Weekly Seminar: Jason Mohoney
December 01, 2025
Details
Who: Jason Mohoney
Where: TMCB 1170
When: December 4th, 11 AM
Talk Title
The Mechanics of Vector Databases
Abstract
Vector databases are critical infrastructure underlying modern AI systems, enabling applications like semantic search and Retrieval-Augmented Generation (RAG). While the core concept of similarity search is well-understood, building indexes that perform well in practice presents unique challenges. This talk explores the mechanics of vector indexing, moving beyond basic approximate nearest neighbor algorithms to address real-world production needs. We will discuss the complexities of filtered vector search, where metadata constraints often break traditional indexing assumptions, and examine adaptive strategies for dynamic environments where data distributions constantly shift, optimizing index structures on the fly to balance latency and recall.
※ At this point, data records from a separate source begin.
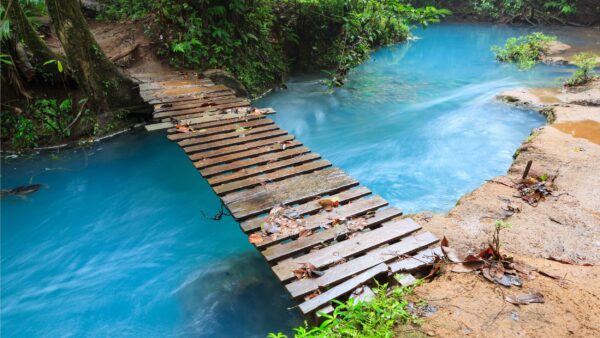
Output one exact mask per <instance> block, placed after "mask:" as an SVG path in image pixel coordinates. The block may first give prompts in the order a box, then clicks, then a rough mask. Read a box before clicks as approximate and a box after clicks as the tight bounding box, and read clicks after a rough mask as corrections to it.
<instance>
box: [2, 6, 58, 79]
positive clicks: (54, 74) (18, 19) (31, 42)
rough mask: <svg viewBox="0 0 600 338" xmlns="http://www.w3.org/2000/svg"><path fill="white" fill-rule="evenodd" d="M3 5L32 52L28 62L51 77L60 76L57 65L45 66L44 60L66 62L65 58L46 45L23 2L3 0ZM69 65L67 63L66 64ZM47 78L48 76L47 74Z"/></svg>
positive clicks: (14, 24)
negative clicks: (32, 20)
mask: <svg viewBox="0 0 600 338" xmlns="http://www.w3.org/2000/svg"><path fill="white" fill-rule="evenodd" d="M1 3H2V6H3V7H4V8H5V9H6V11H7V15H8V19H9V21H10V24H11V25H12V29H13V31H14V33H15V34H16V36H17V37H18V39H17V40H15V41H16V42H18V40H19V39H20V40H22V41H23V43H24V44H25V46H26V47H27V50H29V52H30V53H31V55H30V56H29V55H28V59H27V61H28V62H31V64H32V66H33V67H34V68H35V69H36V70H37V71H41V72H43V73H45V74H46V75H50V77H51V78H59V77H61V76H62V75H61V74H59V73H60V72H59V71H58V69H57V67H56V65H53V64H49V65H46V66H44V62H46V61H49V60H59V61H61V62H62V63H64V60H63V59H62V58H61V57H60V56H58V55H56V54H54V53H53V52H52V51H51V50H50V48H48V46H47V45H46V43H45V42H44V40H42V38H41V37H40V35H39V34H38V32H37V31H36V30H35V28H33V26H31V23H30V22H29V20H28V19H27V16H26V15H25V13H24V12H23V8H22V7H21V4H19V1H18V0H1ZM64 66H65V67H66V66H67V65H66V64H65V65H64ZM46 78H47V76H46Z"/></svg>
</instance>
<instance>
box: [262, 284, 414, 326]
mask: <svg viewBox="0 0 600 338" xmlns="http://www.w3.org/2000/svg"><path fill="white" fill-rule="evenodd" d="M412 292H413V287H396V288H392V289H391V290H388V285H387V284H380V285H378V286H377V287H376V288H374V289H373V293H374V294H375V297H374V298H373V299H372V300H370V301H368V302H364V301H355V300H354V299H349V300H348V301H346V302H345V303H342V302H339V301H334V303H335V309H334V311H333V313H332V314H330V315H329V314H321V316H322V317H323V318H324V320H323V322H322V323H321V324H320V325H318V326H310V325H308V324H306V323H305V325H304V326H300V327H297V328H295V329H294V332H295V334H294V337H295V338H312V337H315V338H316V337H373V338H391V337H397V336H398V333H397V331H398V329H399V327H400V326H401V325H407V324H408V325H410V324H419V323H420V319H419V318H418V316H416V315H414V314H412V313H410V312H409V310H408V305H409V302H408V300H406V297H407V296H409V295H410V294H412ZM268 337H269V338H287V336H286V335H284V334H282V333H271V334H269V335H268Z"/></svg>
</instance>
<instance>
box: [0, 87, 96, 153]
mask: <svg viewBox="0 0 600 338" xmlns="http://www.w3.org/2000/svg"><path fill="white" fill-rule="evenodd" d="M86 103H87V99H82V100H79V101H78V102H76V103H74V102H73V101H72V100H71V99H65V100H62V101H57V100H56V99H38V100H35V101H33V102H32V103H30V104H28V105H27V106H26V107H25V109H23V110H21V109H16V108H14V107H13V110H3V111H2V112H1V114H0V116H1V122H2V139H3V142H4V141H6V142H7V143H10V145H11V146H12V147H13V148H15V149H18V150H26V149H31V148H33V147H36V146H37V145H38V144H40V143H43V144H48V143H53V142H56V141H63V140H64V139H67V138H70V137H71V136H73V133H74V130H75V128H77V130H78V131H79V132H80V133H81V132H83V133H84V134H85V132H86V130H87V132H88V133H91V131H92V127H91V126H93V124H94V123H96V122H97V120H96V118H95V114H94V113H93V112H91V111H90V110H89V109H86V108H85V106H86Z"/></svg>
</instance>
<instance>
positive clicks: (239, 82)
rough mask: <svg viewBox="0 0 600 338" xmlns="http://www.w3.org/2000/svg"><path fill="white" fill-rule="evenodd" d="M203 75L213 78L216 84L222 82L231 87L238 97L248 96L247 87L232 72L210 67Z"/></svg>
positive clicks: (228, 86) (226, 85) (205, 76)
mask: <svg viewBox="0 0 600 338" xmlns="http://www.w3.org/2000/svg"><path fill="white" fill-rule="evenodd" d="M202 75H203V76H204V77H207V78H209V79H211V80H212V82H214V83H215V84H221V85H224V86H227V87H229V88H231V89H232V90H233V91H234V92H235V95H236V96H238V97H248V96H249V93H248V90H247V89H246V87H245V86H244V85H243V84H242V83H241V82H240V81H239V80H238V79H236V78H235V77H234V76H233V75H232V74H231V73H229V72H228V71H225V70H222V69H208V70H205V71H204V72H203V73H202Z"/></svg>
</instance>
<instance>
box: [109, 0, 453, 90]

We will conclude by highlighting open problems and future research directions in vector databases and indexing.
Biography
Jason Mohoney is a Postdoctoral Associate in the Data Systems Group at MIT, working with Prof. Tim Kraska. He completed his PhD at the University of Wisconsin-Madison under the supervision of Profs. Shivaram Venkataraman and Theodoros Rekatsinas. His doctoral research focused on building I/O-minimizing data systems, with a particular emphasis on efficient vector search indexing, a topic he also worked on during internships at Apple.